Reflecting these concerns, analyst firm Gartner has advised organisations to block AI-powered browsers for now, warning that agentic AI features can prioritise user experience over security, and increase the risk of automated errors across logged-in accounts.

How does Auto Browse fit into Gemini’s expansion in Chrome?

Auto Browse forms part of a wider expansion of Gemini inside Chrome. Google has introduced a persistent Gemini side panel that allows users to interact with the AI agent alongside their active tabs, enabling multitasking without switching windows.

Chrome also supports Connected Apps, which allow Gemini to pull context from Gmail, Calendar, Maps, YouTube, Google Flights, and Google Shopping. As a result, Gemini can reference emails, schedules, and bookings while assisting with tasks such as travel planning or drafting messages.

Google has also added image editing directly inside Chrome through Nano Banana, an AI-powered image tool that lets users transform images from webpages using text prompts without downloading and re-uploading them.
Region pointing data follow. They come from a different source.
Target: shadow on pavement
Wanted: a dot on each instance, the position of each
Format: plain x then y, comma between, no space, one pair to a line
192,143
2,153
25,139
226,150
Why is Google pushing agentic browsing now?

As AI systems mature, competition has shifted from standalone chatbots to controlling where user intent forms and how tasks are executed. Browsers play a central role in this shift because they remain the primary gateway to the open web.

OpenAI and Perplexity have responded by launching AI-native browsers such as Atlas and Comet last year. However, Google’s strategy differs: by embedding agentic AI capabilities directly into Chrome, it avoids the friction of user migration while positioning the browser as a place where discovery and task execution converge.

This approach also lets Google absorb the transition from traditional search to AI-generated responses within Chrome, keeping control over how users discover information and take action on the web.

What does this mean for trust and the future of browsers?

Agentic AI browsers demand a higher level of trust than traditional ones. With Auto Browse, users are asked to let an AI assistant help with actions across websites, accounts, and workflows. Over time, this could change how people relate to browsers, shifting them from tools users directly operate to systems they increasingly supervise.

And this, in turn, raises unresolved questions:

  • How should responsibility be assigned when an AI-assisted action leads to an error or harm?
  • How transparent are prioritisation and default choices when a browser takes actions rather than presenting options?
  • How much autonomy are users willing to grant AI assistants that sit close to their identity, payments, and personal data?

Overall, these questions point to a broader transition in how web browsers function. Chrome is no longer positioning itself only as a window to the internet, but increasingly as a layer that understands intent and assists with execution, while stopping short of acting without users’ approval.

Ultimately, the AI browser wars are no longer about search quality alone. They hinge on who controls intent, action, and trust on the web, and Google’s decision to embed agentic AI capabilities directly into Chrome suggests it intends to shape that future from inside the browser itself.